The gradual route to recovery to pre-Covid market conditions continued for the global air cargo industry in August for a fourth-consecutive month, according to fresh volume and yield data from industry analysts CLIVE Data Services and TAC Index.
Year-on-year growth for the full four weeks of August showed a further narrowing of the gap in international air cargo volumes to -17% versus August 2019. This compares to a -41% YOY disparity in April – and since then month-on-month demand has improved. Capacity gains, however, have added to the downward pressure on both CLIVE’s ‘dynamic load factor’ and average yields.
In August, the receding gap in the year-over-year decline between capacity and demand resulted in a global dynamic load factor drop from 70% in July to 68% last month, but this is still exceptionally high considering that August is traditionally air cargo’s ‘slack season’ – registering at 8% points higher than the corresponding performance in August 2019, says CLIVE managing director, Niall van de Wouw.
Looking at traffic flows from China, the company’s analyses for August confirm that previous concerns of hardly any demand for capacity once the PPE peak subsided have not materialised. Volumes in the last week of August were ‘just’ 4% less than for this same week in 2019, “not great, but by no means a disaster,” he adds.
“Our August data shows the year-over-year decline in volumes is decreasing. The capacity crunch is still there but is becoming slightly less and, as a result, load factors and yields are going down and becoming closer to pre-Covid levels, even though they are still elevated.”

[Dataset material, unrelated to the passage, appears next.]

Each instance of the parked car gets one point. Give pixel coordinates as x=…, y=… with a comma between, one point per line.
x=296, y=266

He points out that whereas cargo has often been regarded as the ‘freeloader’ of the airline industry because it has always been a by-product of far greater passenger revenues, right now it is passengers who are the ‘freeloaders’ because cargo is the main source of revenue for many airlines and helping to get passenger flights back into the air.

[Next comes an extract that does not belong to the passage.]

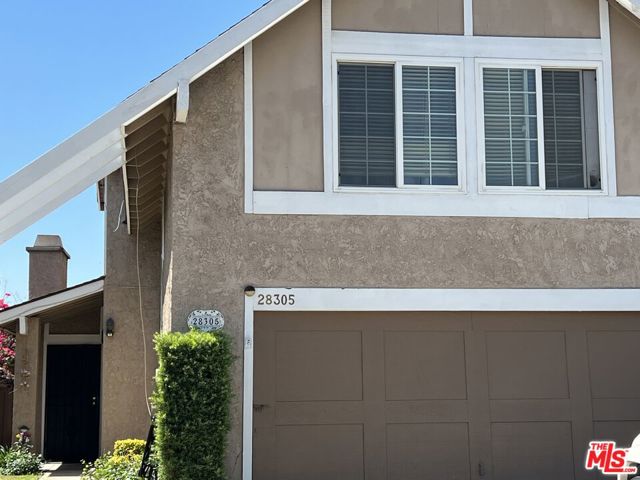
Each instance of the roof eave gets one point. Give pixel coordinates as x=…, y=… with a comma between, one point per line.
x=98, y=149
x=34, y=307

“The massive uncertainty is when will passenger demand return and reverse the tables? The huge idle fleet of passenger aircraft needs to start flying again but no one is expecting that to happen soon in terms of great quantities of capacity. In the meantime, air cargo will continue to have its day in the sun and combination carriers will have to hope this can sustain their slimmed down operations until passenger confidence and bookings return.”